---
name: tai-ch117-measurement-infrastructure-must-know-about-variance
description: 'Apply chapter 117 of Testing AI, Measurement Infrastructure Must Know About Variance, as a workflow for evaluating AI and non-deterministic systems. Use for test planning, eval design, quality review, release evidence, examples, or coaching related to measurement infrastructure must know about variance.'
---

# Measurement Infrastructure Must Know About Variance

Skill name: `tai-ch117-measurement-infrastructure-must-know-about-variance`

Based on **Testing AI: Engineering Confidence in AI Systems** by **Jason Arbon**.

## Purpose

If the measurement system ignores its own variance, it will eventually promote lucky noise as
product improvement.

## Use This Workflow

- Identify the AI behavior or release decision being evaluated.
- Define realistic cases, slices, unacceptable outcomes, and evidence needed for confidence.
- Choose measurements that match the risk: rubric scores, samples, intervals, traces, human review, deterministic checks, or production monitors.
- Report uncertainty, severe failures, and decision impact instead of only a pass/fail result.

## Key Guidance

When you measure a non-deterministic system over and over, you do not get the same answer.
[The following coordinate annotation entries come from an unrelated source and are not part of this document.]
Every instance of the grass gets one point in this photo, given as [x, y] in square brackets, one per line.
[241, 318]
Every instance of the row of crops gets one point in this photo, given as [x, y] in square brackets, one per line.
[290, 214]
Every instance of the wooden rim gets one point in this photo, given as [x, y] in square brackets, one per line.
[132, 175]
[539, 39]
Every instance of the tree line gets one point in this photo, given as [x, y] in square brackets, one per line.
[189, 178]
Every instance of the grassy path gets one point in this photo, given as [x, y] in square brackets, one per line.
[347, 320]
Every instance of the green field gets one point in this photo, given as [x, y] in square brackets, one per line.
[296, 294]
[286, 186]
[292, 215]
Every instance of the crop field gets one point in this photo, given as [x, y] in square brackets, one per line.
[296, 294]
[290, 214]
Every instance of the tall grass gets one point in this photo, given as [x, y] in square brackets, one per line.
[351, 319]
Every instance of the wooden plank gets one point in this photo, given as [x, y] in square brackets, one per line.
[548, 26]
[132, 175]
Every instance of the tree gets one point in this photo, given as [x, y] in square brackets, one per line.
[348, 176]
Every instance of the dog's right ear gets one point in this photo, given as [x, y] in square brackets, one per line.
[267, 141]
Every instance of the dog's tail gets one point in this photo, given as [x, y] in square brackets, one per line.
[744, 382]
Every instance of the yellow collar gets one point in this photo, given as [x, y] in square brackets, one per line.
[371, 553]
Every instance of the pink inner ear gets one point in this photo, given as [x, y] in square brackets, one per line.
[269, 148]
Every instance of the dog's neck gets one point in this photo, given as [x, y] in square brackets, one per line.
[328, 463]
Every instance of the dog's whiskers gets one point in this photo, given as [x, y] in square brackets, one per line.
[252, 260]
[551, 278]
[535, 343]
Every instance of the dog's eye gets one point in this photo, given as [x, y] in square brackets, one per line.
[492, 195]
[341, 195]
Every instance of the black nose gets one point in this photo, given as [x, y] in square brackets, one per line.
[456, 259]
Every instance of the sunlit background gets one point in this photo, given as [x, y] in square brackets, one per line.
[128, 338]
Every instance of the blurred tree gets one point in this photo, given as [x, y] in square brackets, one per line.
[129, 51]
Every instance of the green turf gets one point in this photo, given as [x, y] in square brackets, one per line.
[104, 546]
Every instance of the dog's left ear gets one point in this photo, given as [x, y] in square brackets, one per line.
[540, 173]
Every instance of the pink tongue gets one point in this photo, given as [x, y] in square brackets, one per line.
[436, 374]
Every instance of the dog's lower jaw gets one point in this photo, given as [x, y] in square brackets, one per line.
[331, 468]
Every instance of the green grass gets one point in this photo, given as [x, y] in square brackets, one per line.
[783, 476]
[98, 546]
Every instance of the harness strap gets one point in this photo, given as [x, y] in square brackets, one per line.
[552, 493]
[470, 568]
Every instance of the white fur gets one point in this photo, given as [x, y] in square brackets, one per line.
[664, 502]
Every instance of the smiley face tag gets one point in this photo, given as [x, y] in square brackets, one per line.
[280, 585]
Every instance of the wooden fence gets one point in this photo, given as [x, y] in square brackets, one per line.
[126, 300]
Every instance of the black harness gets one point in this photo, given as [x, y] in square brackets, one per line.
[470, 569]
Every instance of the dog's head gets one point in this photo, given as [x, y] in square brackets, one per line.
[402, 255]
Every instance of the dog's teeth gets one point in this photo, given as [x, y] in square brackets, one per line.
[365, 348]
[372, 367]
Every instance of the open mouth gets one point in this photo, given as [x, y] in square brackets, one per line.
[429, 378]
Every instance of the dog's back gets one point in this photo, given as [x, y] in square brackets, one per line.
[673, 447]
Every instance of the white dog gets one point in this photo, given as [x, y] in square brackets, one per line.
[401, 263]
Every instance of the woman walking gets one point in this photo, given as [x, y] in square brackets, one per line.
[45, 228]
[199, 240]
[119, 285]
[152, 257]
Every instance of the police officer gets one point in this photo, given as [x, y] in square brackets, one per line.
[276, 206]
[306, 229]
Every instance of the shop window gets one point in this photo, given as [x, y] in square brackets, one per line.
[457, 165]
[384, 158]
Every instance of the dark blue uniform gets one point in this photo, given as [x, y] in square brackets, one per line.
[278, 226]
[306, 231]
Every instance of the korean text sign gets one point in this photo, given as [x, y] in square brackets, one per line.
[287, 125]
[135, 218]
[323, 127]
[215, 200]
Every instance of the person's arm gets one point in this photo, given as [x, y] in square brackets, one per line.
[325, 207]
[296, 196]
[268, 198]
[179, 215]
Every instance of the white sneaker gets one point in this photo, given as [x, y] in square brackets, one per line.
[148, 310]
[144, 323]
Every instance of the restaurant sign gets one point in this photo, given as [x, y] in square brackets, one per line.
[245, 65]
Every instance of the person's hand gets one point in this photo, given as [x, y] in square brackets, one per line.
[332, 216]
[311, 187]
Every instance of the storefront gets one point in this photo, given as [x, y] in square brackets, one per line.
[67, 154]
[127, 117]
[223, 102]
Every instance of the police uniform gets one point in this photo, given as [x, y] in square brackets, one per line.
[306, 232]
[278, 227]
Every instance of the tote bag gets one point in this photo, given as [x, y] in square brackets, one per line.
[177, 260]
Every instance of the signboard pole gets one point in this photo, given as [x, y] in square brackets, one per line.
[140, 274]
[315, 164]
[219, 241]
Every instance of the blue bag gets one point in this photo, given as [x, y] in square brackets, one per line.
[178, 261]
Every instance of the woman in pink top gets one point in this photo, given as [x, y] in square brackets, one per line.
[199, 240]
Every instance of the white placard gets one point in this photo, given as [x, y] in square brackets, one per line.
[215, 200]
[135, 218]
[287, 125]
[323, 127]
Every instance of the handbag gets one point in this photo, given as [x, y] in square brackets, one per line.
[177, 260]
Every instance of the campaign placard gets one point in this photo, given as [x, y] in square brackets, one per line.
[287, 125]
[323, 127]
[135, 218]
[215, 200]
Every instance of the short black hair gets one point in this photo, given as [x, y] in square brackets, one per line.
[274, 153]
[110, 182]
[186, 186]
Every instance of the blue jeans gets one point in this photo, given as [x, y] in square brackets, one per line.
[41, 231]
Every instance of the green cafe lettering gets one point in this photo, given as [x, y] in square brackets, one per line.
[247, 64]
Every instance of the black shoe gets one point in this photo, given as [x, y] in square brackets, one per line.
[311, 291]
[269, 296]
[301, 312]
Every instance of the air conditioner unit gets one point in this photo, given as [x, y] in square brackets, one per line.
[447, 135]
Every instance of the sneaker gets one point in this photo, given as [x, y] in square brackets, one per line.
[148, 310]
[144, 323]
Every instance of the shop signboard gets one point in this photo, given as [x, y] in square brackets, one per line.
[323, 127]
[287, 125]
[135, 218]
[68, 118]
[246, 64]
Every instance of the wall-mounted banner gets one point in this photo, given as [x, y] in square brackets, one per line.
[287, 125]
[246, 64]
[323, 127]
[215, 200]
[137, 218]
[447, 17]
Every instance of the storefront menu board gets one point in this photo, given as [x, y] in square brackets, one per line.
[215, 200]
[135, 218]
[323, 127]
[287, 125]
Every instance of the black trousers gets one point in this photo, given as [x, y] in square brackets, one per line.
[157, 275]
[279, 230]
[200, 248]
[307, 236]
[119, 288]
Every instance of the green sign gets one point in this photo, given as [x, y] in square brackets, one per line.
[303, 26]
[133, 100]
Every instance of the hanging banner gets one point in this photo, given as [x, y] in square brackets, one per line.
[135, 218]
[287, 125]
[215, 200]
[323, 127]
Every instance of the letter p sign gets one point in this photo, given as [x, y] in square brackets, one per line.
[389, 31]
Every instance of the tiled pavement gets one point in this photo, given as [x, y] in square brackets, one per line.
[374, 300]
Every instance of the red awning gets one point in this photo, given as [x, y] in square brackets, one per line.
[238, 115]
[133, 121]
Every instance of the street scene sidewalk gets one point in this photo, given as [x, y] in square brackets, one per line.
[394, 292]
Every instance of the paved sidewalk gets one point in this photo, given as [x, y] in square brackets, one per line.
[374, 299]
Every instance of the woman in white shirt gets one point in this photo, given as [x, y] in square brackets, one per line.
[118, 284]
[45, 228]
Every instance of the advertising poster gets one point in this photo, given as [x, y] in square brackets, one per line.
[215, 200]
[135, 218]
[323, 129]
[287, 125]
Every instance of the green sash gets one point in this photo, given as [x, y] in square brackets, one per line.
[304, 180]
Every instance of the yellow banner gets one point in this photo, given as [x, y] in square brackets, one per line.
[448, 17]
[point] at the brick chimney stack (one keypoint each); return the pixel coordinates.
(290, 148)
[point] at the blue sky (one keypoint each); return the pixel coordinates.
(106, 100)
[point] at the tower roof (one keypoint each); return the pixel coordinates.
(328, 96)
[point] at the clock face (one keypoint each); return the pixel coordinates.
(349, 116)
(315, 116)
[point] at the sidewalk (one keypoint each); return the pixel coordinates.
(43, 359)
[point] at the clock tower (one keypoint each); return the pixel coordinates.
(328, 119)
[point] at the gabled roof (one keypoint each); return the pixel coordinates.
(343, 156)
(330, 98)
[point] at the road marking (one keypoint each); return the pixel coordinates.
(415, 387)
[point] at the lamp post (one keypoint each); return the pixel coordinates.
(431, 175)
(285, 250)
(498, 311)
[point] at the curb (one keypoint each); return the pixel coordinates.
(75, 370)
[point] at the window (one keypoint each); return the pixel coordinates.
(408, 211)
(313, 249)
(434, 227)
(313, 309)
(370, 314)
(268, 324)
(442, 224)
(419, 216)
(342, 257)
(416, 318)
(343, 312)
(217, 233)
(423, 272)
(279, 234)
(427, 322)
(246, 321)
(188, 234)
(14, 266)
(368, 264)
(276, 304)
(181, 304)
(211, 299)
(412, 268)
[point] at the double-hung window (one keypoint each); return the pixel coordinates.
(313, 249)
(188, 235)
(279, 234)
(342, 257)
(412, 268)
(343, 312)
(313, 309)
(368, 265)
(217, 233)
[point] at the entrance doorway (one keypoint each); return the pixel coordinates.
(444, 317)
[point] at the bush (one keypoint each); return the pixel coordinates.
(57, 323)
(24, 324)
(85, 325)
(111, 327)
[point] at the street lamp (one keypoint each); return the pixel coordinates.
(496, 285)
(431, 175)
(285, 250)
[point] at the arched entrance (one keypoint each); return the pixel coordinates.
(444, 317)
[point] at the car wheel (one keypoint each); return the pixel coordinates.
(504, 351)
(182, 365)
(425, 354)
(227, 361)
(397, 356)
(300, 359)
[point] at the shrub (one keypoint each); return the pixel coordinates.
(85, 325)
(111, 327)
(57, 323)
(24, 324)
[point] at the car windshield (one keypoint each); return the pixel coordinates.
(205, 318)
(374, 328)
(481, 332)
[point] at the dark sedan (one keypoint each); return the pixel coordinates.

You
get a distribution of answers. The quality metric is a function of the sample size, sample
composition, rater behavior, system behavior, data freshness, timing, and measurement pipeline.
It is not simply "the average," and it is definitely not the best number you happened to see
this week.

## Apply The Approach

Create representative cases, score them with explicit criteria, review severe failures separately, report uncertainty, and connect the evidence to a concrete decision.

## Expert Notes

At expert level, treat the measurement system as part of the experiment. Model rater variance,
sample variance, judge variance, temporal drift, repeated testing, and multiple-comparison
effects. Use predeclared stopping rules, fresh holdouts, bootstrap intervals, sequential testing
discipline, and run logs that preserve every attempt. A release metric should answer whether the
system improved beyond the known noise of both the product and the measuring instrument.